Get an Air Purifier: While your HVAC system likely includes a filter that can take care of some particulate matter in the air of your home, an air purifier can add extra protection. Be sure that you purchase an air purifier that is made to filter VOCs and odors, as most air purifiers on the market aren’t made for this specialized task. While these types of purifiers are more expensive, they can also be a lifesaver for those with extreme chemical sensitivities.

Say Hello to Plants: Per a NASA study, certain indoor plants can work wonders when it comes to purifying the air in your home.
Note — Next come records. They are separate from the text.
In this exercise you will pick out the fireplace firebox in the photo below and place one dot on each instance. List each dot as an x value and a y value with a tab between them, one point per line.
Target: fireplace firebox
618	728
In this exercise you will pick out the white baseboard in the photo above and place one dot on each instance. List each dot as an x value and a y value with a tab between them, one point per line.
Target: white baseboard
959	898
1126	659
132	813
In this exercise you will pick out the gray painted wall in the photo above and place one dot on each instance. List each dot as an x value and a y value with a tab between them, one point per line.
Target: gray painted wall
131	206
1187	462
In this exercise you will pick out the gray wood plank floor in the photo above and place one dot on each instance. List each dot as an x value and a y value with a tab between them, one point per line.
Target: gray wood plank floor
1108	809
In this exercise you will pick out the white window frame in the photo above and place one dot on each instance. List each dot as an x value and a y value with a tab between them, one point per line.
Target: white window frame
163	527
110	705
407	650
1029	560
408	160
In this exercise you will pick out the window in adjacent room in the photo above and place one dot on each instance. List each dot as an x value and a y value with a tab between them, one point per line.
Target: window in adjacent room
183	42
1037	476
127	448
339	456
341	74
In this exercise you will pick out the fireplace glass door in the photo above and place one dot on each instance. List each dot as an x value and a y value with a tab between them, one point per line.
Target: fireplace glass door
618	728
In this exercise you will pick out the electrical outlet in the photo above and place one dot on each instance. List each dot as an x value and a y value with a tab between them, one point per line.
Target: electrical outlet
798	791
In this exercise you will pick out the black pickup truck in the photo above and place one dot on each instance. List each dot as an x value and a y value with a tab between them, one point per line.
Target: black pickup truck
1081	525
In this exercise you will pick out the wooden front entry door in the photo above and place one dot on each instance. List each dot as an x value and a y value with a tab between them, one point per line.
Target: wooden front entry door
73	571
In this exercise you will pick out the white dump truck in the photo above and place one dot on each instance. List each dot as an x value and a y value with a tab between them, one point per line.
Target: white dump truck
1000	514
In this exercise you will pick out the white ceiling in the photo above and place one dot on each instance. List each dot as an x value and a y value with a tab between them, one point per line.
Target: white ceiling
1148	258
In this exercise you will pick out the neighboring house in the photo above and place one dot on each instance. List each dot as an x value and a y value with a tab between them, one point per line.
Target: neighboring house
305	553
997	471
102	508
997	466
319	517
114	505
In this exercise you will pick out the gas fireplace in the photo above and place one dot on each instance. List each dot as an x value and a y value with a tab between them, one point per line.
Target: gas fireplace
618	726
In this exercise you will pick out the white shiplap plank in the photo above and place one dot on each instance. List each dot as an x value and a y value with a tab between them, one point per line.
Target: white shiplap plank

Not only do indoor plants help to filter out VOCs and other pollutants in the air, but they also contribute to keeping your home looking beautiful and add humidity to indoor spaces in winter. If you are wondering which plants will work best in your home, take a look at this post.

If It Smells, Store It Outside: If you have products in your home such as paint thinners, cleaners, varnish, and other household chemicals, try to keep them stored somewhere far from your general living space. A garage or a shed is perfect for this purpose. Even if these types of products are stored in a basement or under a sink, the off-gassing process continues, allowing VOCs to leech into the indoor air of your home.

Be Careful of The Garage: If you have an attached garage, make sure you have proper ventilation to keep exhaust fumes out of your main living area. As mentioned above, household chemicals are better stored in the garage rather than in the home, so you will want to make sure there is plenty of ventilation to keep those substances from making their way back inside. Remember, if you can smell it, then the VOC particles are already in your home.

Run Your Exhaust Fans: Speaking of exhaust ventilation, be sure to run your bathroom and kitchen fans on a regular basis to remove pollutants that may be present in food preparation or cleaning products. Running the exhaust will also help to circulate air through your home, so don’t forget about this important home climate component.

Go All Natural for A Fresh Home: When it comes to keeping your home smelling fresh, it is so tempting to use synthetic products to produce a fantastic scent. Unfortunately, there are a lot of low-quality products out there that can introduce VOCs into your home. Instead of focusing on artificial scents, opt for some of these natural methods that make your home smell amazing without the potentially dangerous air pollution.

Use Low-VOC Cleaning Products: In a recent blog post, we provided information about using those old-fashioned cleaning methods that your grandma used to love. You will be surprised at how well a little baking soda and vinegar will clean just about anything. Focusing on cleaning with non-toxic substances will in turn help to keep the air of your home free of irritants.

Reconsider That New Carpet: Carpet may make your floors cozy and warm, but it is also a hotbed of toxic chemicals thanks to the looming and dying process of creating this floor covering. Plus, it can be very hard to clean effectively. Instead, opt for washable rugs or hard flooring such as wood or tile that won’t produce quite as many VOCs as carpet.

Time Your Home Projects Wisely: Winter may not be the best time to tear down walls or put up a coat of paint. Instead, time home improvement projects that could require harsh chemicals or produce a lot of debris that can float through the air for warmer months, when ventilation is less of a problem.